Factor XIII, an enzyme that cross-links fibrin, belongs to the blood coagulation system. Screening for factor XIII, also known as fibrin-stabilizing factor, is performed when its absence is suspected.
Qualitatively, factor XIII levels are referred to as decreased or normal. Quantitation of the enzyme's levels is carried out in research laboratories. 
Decreases in factor XIII levels occur in association with the following:
Inheritance (severe bleeding in homozygous carriers)
Acute promyelocytic leukemia
Autoantibodies against factor XIII (presence of circulating inhibitors)
Collection and Panels
Collection details are as follows:
Container: Blue-top vacuum tube
Collection method: Routine venipuncture
To comply with Occupational Safety and Health Administration (OSHA) safety standards, all samples must be sent in a sealed, leak-proof container with a biohazard sticker attached.
Panel: Qualitative functional assays of factor XIII
The enzyme factor XIII, which cross-links fibrin, belongs to the blood coagulation system. Also known as fibrin-stabilizing factor, the 320,000-Dalton glycoprotein is activated by thrombin in the presence of calcium and has a plasma half-life of approximately 10 days. 
Plasma, platelets, monocytes, and monocyte-derived macrophages also contain factor XIII. In plasma, it exists as a heterotetramer made up of paired A and B subunits (A2, B2). In platelets and other cells, factor XIII lacks the B domain, existing instead as an A2 dimer.
Monocytes/macrophages can synthesize factor XIII,  while megakaryocytes are probably responsible for synthesizing the factor XIII found in platelets. [4, 5] The primary site for the synthesis of subunit A in plasma factor XIII seems to exist in cells that originate in the marrow. Synthesis of the B subunit occurs in the liver.  The factor XIII A chain gene is found on chromosome 6. 
Circulation of plasma factor XIII occurs in association with its substrate, fibrinogen. Thrombin cleavage of the Arg37 -Gly38 bond in the A chain, causing the release of an Mr 4500 activation peptide, is the key step in the activation of plasma factor XIII. As a result of this step, the A and B subunits become dissociated and the active site on the free A subunits is exposed.
In platelets, a nonproteolytic process activates cellular factor XIII. In the absence of the B-chain, the elevation of intracytoplasmic Ca2+ during platelet activation causes the zymogen to assume an active configuration. [2, 5]
Stabilizing the fibrin plug through cross-linkage of the alpha and gamma chains of fibrin is plasma XIIIa's main physiologic function.  Although a clot will form if factor XIII is absent, it will not be adequate for hemostasis. Components of the clotting and fibrinolytic system, along with multiple adhesive and contractile proteins, are additional factor XIIIa protein substrates. By crosslinking fibrin to alpha 2-antiplasmin, factor XIIIA also protects fibrin from fibrinolysis. 

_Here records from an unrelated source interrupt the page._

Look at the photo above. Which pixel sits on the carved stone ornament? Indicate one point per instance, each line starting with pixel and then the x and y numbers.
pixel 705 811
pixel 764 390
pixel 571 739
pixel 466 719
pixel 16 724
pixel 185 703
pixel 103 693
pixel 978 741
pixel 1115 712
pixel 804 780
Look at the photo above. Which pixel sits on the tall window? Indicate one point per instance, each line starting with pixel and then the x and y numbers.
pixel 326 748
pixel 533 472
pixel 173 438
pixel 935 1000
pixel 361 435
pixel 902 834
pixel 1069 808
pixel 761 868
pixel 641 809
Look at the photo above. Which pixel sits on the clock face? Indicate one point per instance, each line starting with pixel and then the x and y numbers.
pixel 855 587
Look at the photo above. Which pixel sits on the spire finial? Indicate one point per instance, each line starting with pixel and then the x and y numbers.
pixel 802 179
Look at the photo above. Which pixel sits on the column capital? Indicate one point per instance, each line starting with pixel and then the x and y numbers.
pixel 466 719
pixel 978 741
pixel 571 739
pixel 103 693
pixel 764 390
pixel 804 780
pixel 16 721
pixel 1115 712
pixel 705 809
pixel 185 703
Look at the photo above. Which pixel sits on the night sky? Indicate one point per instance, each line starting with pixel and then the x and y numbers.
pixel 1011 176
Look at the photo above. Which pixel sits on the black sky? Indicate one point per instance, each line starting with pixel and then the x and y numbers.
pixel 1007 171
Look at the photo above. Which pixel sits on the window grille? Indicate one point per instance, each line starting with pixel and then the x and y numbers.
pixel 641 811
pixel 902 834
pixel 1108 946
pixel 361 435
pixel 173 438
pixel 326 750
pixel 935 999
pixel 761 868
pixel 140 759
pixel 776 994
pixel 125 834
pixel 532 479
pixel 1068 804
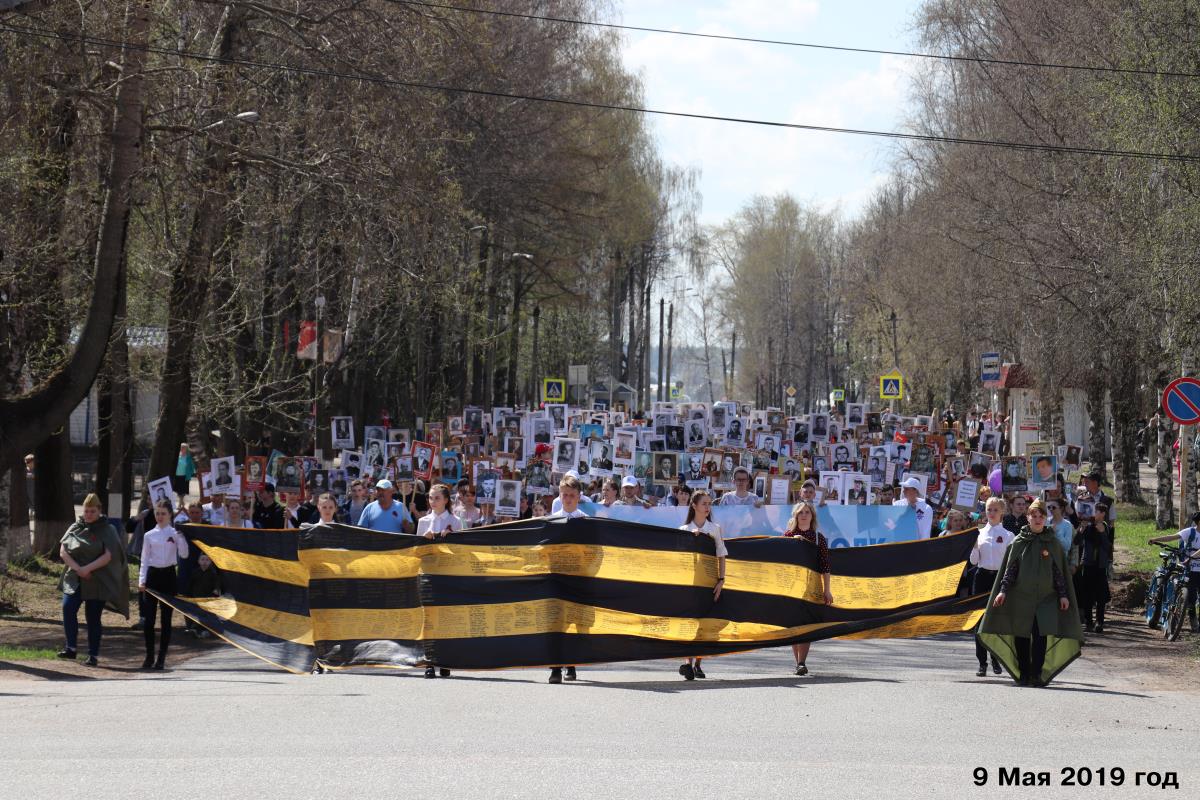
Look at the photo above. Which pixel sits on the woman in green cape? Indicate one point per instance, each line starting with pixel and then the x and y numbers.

Screening for factor XIII is carried out when the enzyme's presence is suspected.
Neither prothrombin time (PT; international normalized ratio [INR]) nor partial thromboplastin time (PTT) is affected by factor XIII deficiency. Clots are soluble in 5-molar urea.  Plasma factor XIII also plays a role in wound healing and tissue repair, and the enzyme is essential in maintaining pregnancy.
When activated by thrombin, factor XIIIa forms an insoluble clot by causing cross-linkage between fibrin molecules. If a clot has not been stabilized by factor XIIIa, it is soluble in 5 mol/L urea; a stabilized clot is resistant to this. 
Although measurement of factor XIII levels is not considered routine, patients with an unexplained tendency to bleed may be considered for this screen. The enzyme is very specific for monocytes and macrophages, so identification and classification of malignant diseases involving these cells can be carried out by determining whether or not factor XIII is present.